3. When there are no vowels left, we raise `StopIteration`
4. Create this class as its own iterator. Then separate it out into a two-class structure.

In [70]:
# single-class implelmentation

class OnlyVowels:
    def __init__(self, text):
        self.text = text
        self.index = 0
    def __iter__(self):
        return self
    def __next__(self):
        while self.index < len(self.text):
            value = self.text[self.index]
            self.index += 1

            if value in 'aeiou':
                return value

        raise StopIteration

In [71]:
text = 'hello to everyone out there!'

for one_vowel in OnlyVowels(text):
    print(one_vowel, end=' ')

e o o e e o e o u e e 

In [74]:
# two-class implementation

class OnlyVowelsIterator:
    def __init__(self, text):
        self.text = text
        self.index = 0
    def __next__(self):
        while self.index < len(self.text):
            value = self.text[self.index]
            self.index += 1

            if value in 'aeiou':
                return value

        raise StopIteration    
        
class OnlyVowels:
    def __init__(self, text):
        self.text = text
    def __iter__(self):
        return OnlyVowelsIterator(self.text)

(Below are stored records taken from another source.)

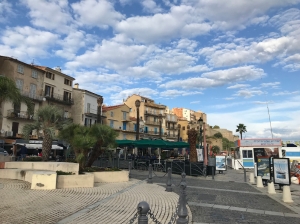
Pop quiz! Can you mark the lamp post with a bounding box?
[135,100,141,140]
[177,124,181,142]
[158,114,162,139]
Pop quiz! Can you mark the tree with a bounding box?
[236,124,247,139]
[214,132,223,138]
[0,75,33,115]
[23,105,70,161]
[86,124,118,167]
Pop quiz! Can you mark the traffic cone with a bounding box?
[268,181,276,194]
[249,173,255,184]
[256,176,264,188]
[282,185,294,203]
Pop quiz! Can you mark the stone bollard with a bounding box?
[268,181,276,194]
[166,167,173,192]
[282,185,294,203]
[147,164,153,184]
[256,176,264,188]
[176,173,188,224]
[137,201,150,224]
[128,162,131,178]
[249,173,255,184]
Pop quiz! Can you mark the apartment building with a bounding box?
[102,103,136,140]
[124,94,166,138]
[35,65,75,119]
[0,56,44,139]
[72,83,103,126]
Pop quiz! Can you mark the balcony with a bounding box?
[7,109,34,121]
[45,93,74,105]
[21,91,43,102]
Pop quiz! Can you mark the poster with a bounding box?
[256,156,271,180]
[273,158,291,185]
[216,156,226,170]
[196,149,203,162]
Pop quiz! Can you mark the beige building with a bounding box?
[35,66,75,121]
[72,83,103,126]
[102,103,136,140]
[0,56,44,139]
[124,94,166,138]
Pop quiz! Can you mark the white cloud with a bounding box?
[227,84,250,89]
[160,66,265,89]
[0,26,58,61]
[21,0,72,33]
[71,0,124,28]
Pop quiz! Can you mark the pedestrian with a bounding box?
[21,144,27,160]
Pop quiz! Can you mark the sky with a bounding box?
[0,0,300,140]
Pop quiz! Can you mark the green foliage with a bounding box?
[56,170,75,175]
[236,124,247,139]
[23,156,42,161]
[214,132,223,138]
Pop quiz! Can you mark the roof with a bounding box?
[34,65,75,80]
[73,88,102,97]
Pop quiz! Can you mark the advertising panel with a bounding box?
[273,158,291,185]
[257,156,271,180]
[216,156,227,170]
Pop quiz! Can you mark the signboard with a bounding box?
[237,139,281,147]
[256,156,271,180]
[196,149,203,162]
[273,158,291,185]
[216,156,226,170]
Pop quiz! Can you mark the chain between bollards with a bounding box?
[147,164,153,184]
[166,167,173,192]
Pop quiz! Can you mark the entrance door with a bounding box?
[11,122,19,137]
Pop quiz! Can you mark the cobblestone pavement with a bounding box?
[0,179,192,224]
[132,170,300,224]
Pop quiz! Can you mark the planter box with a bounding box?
[56,173,94,189]
[91,170,129,183]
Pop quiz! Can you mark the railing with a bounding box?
[7,109,33,120]
[21,91,44,101]
[45,93,74,104]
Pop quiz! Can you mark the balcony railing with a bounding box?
[7,109,33,120]
[45,93,74,105]
[21,91,44,101]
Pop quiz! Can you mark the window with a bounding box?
[45,85,54,97]
[109,120,114,128]
[46,72,54,80]
[243,150,253,158]
[18,65,24,74]
[65,79,72,86]
[31,70,38,79]
[16,79,23,91]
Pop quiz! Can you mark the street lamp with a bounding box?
[158,114,162,139]
[135,100,141,140]
[177,124,181,142]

text = 'hello to everyone out there!'

for one_vowel in OnlyVowels(text):
    print(one_vowel, end=' ')

e o o e e o e o u e e 

In [75]:
# if you want a two-class iterator, but you don't want a second class, you
# could use a generator function! If __iter__ is implemented as a generator function (method),
# then it returns an iterable (generator) that Python can invoke next on,time after time,
# and get one value for each iteration.

# single-class implelmentation

class OnlyVowels:
    def __init__(self, text):
        self.text = text
        self.index = 0
    def __iter__(self):
        while self.index < len(self.text):
            value = self.text[self.index]
            self.index += 1

            if value in 'aeiou':
                yield value

text = 'hello to everyone out there!'

for one_vowel in OnlyVowels(text):
    print(one_vowel, end=' ')

e o o e e o e o u e e 

# Use itertools!

`itertools` is a module that comes with Python, in the standard library. It includes about 20 different classes, each of which produces a different kind of iterator.